Last week my family and I had the unexpected opportunity to spend a few days in Provincetown, Massachusetts and of course we jumped on it. Cape Cod in July is one of the best things in life and the four wheeling out at the National Seashore is fantastic. As I went about making my plans and packing the Jeep I remembered that this little seaside village, the most happening place on the Cape, is more than just somewhere for me to have fun in the sun with my family: it's the setting for some very important scenes in Blue Hydrangeas, which takes place on the Cape in the fictional town of Falmouthport.
|Aerial view of Provincetown|
When I first set out to write this novel in 2002, I didn't have much of a plan. In fact, I originally thought I'd have Jack whisk Sara away to their former home in upstate New York to escape their problems. The idea to send them to Provincetown came as an epiphany - what better place to run away to than the "end of the earth"? Provincetown is the farthest point at the very tip of Cape Cod, right where the "hook" ends. It seemed perfect, and so the plot thickened, as they say, and I created their whole back story in Truro and P'Town. That's when things really started happening and the story took off. In this photo we see P'Town in all its glory, the Pilgrim Monument right of center, MacMillan Wharf, and the Cape's tip in between the harbor and the ocean.

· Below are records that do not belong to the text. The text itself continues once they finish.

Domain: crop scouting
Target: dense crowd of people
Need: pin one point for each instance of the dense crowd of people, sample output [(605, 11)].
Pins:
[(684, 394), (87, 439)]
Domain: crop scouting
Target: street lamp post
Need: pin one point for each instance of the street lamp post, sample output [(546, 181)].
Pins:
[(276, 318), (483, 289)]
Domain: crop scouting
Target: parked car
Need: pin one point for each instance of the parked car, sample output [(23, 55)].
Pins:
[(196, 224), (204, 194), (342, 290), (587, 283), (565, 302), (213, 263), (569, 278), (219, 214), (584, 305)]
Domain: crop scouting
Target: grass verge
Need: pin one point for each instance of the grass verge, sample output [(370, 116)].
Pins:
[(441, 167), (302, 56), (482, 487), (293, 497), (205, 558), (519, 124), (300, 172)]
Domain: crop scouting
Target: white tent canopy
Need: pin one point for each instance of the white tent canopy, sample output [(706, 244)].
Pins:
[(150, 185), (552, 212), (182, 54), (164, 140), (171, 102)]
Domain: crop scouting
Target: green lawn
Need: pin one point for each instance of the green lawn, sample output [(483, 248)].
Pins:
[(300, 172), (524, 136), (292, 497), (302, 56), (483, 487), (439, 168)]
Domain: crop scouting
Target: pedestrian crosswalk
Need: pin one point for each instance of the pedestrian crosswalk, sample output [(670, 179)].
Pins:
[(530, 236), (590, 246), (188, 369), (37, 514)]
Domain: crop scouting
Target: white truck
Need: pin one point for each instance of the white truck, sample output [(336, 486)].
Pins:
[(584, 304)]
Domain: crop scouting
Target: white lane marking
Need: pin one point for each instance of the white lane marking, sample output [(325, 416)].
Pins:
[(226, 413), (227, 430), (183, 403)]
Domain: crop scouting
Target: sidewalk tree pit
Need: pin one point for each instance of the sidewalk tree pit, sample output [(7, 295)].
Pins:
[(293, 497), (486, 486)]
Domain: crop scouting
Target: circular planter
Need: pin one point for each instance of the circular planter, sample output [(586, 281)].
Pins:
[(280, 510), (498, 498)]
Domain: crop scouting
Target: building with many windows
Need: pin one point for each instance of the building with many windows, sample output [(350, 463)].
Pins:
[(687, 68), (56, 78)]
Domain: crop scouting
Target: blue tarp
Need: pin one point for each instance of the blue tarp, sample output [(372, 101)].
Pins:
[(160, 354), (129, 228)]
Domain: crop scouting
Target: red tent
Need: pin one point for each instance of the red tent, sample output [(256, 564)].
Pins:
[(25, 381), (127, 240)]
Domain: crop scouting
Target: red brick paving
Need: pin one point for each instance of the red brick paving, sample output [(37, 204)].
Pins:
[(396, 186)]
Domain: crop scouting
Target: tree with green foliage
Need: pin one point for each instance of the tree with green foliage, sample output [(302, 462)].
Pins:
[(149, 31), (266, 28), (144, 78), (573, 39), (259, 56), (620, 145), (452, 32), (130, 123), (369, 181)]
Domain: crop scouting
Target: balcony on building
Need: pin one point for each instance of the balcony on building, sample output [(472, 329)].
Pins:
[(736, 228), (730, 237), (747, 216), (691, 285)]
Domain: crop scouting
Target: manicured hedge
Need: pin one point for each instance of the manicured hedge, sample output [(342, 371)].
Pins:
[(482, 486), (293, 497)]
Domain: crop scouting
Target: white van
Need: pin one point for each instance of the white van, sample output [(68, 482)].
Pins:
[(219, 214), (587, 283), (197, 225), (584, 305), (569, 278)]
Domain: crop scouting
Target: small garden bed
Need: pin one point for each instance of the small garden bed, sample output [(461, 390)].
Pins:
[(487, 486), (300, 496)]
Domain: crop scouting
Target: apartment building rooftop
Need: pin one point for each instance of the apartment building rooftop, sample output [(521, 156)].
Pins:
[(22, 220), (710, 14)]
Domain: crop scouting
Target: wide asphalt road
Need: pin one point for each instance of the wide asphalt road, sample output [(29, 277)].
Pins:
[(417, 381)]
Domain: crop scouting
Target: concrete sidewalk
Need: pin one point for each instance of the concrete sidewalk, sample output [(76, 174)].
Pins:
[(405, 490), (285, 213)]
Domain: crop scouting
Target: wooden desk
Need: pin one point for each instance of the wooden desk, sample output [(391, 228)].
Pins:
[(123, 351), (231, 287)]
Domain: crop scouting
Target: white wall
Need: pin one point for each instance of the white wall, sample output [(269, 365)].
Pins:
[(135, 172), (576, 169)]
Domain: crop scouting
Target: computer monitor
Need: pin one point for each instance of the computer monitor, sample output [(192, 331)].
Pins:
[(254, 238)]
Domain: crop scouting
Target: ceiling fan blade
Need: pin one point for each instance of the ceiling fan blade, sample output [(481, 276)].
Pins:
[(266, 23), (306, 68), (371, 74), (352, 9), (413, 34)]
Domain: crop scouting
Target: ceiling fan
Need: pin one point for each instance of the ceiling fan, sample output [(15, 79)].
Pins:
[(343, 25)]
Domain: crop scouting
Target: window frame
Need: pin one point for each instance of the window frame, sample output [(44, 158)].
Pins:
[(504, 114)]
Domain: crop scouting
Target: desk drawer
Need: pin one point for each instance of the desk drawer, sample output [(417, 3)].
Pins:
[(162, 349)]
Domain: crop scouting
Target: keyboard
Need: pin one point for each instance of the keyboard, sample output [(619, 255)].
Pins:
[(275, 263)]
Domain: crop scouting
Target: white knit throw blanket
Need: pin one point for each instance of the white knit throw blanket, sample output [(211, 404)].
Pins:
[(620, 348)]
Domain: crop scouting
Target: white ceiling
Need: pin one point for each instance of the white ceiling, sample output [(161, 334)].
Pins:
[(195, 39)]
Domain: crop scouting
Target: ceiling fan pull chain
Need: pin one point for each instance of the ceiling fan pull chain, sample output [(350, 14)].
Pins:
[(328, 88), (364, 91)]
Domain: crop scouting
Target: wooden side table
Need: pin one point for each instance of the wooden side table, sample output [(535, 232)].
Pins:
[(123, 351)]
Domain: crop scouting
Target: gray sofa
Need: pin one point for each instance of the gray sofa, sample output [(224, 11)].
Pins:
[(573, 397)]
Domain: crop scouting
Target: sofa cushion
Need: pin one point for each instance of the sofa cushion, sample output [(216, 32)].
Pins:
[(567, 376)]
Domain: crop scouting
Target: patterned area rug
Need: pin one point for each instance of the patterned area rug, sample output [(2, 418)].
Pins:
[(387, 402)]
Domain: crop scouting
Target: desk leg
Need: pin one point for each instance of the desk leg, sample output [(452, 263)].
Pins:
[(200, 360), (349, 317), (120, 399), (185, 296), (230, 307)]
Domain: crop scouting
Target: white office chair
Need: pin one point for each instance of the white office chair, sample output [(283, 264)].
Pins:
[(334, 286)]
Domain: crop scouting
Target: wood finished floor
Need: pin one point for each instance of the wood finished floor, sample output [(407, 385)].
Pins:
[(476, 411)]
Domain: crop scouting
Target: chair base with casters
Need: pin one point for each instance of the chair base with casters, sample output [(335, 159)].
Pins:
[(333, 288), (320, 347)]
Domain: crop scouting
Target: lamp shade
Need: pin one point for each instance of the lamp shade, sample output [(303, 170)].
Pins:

I had vacationed in P'Town and Truro (the town next door) many times over the past 20 years and knew the area well, but, as I'm a stickler for accuracy, I just had to go back for "research purposes" several times over the years to make sure I got it all right. I decided to make this vacation a bit of a "working" one too, to do some promotion and marketing as well as make sure once and for all "I got it right." (This is just an author's technique for justifying a beach week when there's work to do.)
On our seven hour drive, we listened to the story on audiobook, the first time Lou and Allie heard Elinor Bell's lovely reading. As we entered the lower Cape it was exciting to hear the book come alive on the very roads in which it takes place, passing sites familiar to Jack and Sara, like the Wellfleet Drive-In and the turnoff for Corn Hill. The photo on the left is of Corn Hill Beach, with the houses overlooking the cliffs and beach, just as I remembered and wrote about. Of course, I Google-mapped the area many times to verify it's location and the route Jack drove to get them there.
Each day during our stay we went four wheeling at High Head or Race Point Lighthouse, and then into town for dinner, following Jack and Sara's footsteps, imagining what they did and where they went. We parked in the lot at MacMillan Wharf and got dinner at the Lobster Pot, like they did. After dinner, we strolled past the many art galleries, peeking in the windows, taking turns asking, "Is this where Sara went?" It was great fun experiencing our visit through their eyes. In the photo on the right, Allie and Lou peruse the menu outside the Lobster Pot, a P'Town tradition we make sure to take in whenever we're in town.
|Provincetown Book Shop|
This was my first trip to P'Town with the finished book, and I brought along several paperbacks to donate to the local libraries and market to the Provincetown Book Shop. These folks were happy to hear about my book and gratefully accepted copies. It's now available in the section for Cape Cod Fiction at the book shop and through all Cape Libraries (except Sandwich) via CLAMS (Cape Libraries Automated Materials Sharing).
They say books can take us away to lands unknown and worlds that may exist only in the author's imagination. Books can also bring us to places we've experienced or dream of one day experiencing. It took many years for me to write this novel and many more to see it published. The most delightful part of writing it was creating the beautiful town of Falmouthport, which exists only in my mind but is the quintessential Cape Cod town. Situating its dramatic climax in the all too real setting of Provincetown also heightened my enjoyment in writing it, and allowed me to show this colorful, one of a kind town to readers who may not have known it existed.